Montée de l’islamisme : la démocratie est-elle possible dans les pays arabes ? (1)
L’islamisme est en plein essor et semble s’affermir de jour en jour. Les musulmans estiment le plus souvent que la charia doit faire partie intégrante de la constitution de tout Etat islamique. Tel est le constat troublant du professeur David Forte, expert en droit islamique à la Cleveland Law School (USA). Dans une interview accordée à Terrasanta.net, il développe sa pensée. (Première de deux parties).
(Rome) – L’islamisme est en plein essor et semble s’affermir de jour en jour : cette tendance est particulièrement manifeste dans certains pays où le printemps arabe a eu lieu et dans lesquels des partis tels que les Frères Musulmans, interdits par les précédents régimes, voient désormais leur popularité s’accroître. Tandis que cette idéologie se répand, provoquant au passage le déplacement de chrétiens indigènes et de membres d’autres minorités, les musulmans considèrent de plus en plus la charia – à la fois code moral et loi religieuse de l’islam – non seulement comme la marque distinctive de l’identité musulmane, mais aussi comme devant faire partie intégrante de la constitution de tout Etat islamique. Tel est le constat troublant du professeur David Forte, expert en droit islamique à la Cleveland Law School. Dans une interview accordée à Terrasanta.net le 7 mai et dont nous publions ci-dessous la première partie, il détaille pour nous ce constat.
L’islamisme et la pratique de la charia seraient en hausse, y compris dans les pays occidentaux, comme la Grande-Bretagne où des parlementaires cherchent à introduire des règlementations destinées à restreindre l’utilisation de la loi religieuse au sein des communautés musulmanes. Etes-vous préoccupé par cette tendance et pensez-vous que nous devons être vigilants à ce sujet ?

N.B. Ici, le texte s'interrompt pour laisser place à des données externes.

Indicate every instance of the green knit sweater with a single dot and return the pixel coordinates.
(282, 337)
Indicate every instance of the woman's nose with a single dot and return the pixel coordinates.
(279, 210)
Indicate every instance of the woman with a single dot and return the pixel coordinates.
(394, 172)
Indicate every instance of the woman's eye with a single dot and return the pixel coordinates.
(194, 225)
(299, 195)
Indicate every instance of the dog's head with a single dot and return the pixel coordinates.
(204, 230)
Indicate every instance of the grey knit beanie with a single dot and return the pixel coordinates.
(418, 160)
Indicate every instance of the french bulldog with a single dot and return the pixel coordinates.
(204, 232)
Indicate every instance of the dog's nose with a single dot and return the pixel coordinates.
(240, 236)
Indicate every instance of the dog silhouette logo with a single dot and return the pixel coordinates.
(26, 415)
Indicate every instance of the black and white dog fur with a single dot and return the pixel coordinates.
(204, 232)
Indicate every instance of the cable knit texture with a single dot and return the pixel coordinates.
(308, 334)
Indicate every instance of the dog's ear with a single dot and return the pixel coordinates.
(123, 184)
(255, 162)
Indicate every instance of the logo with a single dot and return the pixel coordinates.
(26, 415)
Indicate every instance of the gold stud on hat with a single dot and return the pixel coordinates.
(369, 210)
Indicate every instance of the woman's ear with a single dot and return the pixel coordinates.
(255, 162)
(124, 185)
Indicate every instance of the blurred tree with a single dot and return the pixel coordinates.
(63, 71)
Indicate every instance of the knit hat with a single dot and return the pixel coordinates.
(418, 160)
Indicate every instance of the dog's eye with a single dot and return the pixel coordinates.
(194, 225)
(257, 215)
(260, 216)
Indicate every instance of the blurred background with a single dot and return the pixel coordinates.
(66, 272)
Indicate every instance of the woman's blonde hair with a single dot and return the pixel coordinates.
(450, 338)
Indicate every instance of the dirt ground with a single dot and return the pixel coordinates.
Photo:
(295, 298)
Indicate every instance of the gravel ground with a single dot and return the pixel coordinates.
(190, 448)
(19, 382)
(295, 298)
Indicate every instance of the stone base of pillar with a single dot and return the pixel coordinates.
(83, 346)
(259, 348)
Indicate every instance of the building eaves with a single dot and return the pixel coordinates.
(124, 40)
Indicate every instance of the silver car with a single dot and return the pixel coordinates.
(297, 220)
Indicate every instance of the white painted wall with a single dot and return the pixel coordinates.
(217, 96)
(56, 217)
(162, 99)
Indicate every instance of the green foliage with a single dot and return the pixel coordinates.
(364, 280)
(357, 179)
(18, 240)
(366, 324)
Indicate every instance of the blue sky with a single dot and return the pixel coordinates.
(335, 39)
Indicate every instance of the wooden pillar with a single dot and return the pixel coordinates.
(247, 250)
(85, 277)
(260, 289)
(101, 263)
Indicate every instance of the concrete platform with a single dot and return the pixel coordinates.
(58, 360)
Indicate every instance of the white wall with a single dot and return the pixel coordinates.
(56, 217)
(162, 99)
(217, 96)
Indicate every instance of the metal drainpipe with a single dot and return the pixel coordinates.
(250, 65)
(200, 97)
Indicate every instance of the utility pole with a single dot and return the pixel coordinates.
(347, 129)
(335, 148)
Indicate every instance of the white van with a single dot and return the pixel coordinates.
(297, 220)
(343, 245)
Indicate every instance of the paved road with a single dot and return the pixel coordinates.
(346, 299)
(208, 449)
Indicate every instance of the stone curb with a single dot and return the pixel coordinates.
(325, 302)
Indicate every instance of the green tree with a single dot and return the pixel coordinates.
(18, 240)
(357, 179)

En un mot, oui. Votre question en comprend deux : celle de l’islamisme en tant que mouvement en plein essor, et celle de la relation entre la charia et l’islamisme, et entre la charia et l’Europe. L’islamisme est en plein essor et constitue une source de déception pour les musulmans réformistes et pour des observateurs de l’islam comme moi car, durant le siècle qui s’est écoulé depuis la chute de l’Empire Ottoman et auparavant, l’islam a été soumis à une sorte de lutte identitaire à propos de ce que devait être la nature de sa civilisation. Parmi les différents éléments en présence, se trouvaient notamment les salafistes qui ont donné naissance aux Frères musulmans et à d’autres mouvements. Cette déception tient au fait que, au moment même de l’apparition de divers élans démocratiques, l’islam en tant que socle identitaire de civilisation semble se renforcer, or il s’agit d’un moment historique important.
Dans certaines parties du monde en particulier ou partout de manière générale ?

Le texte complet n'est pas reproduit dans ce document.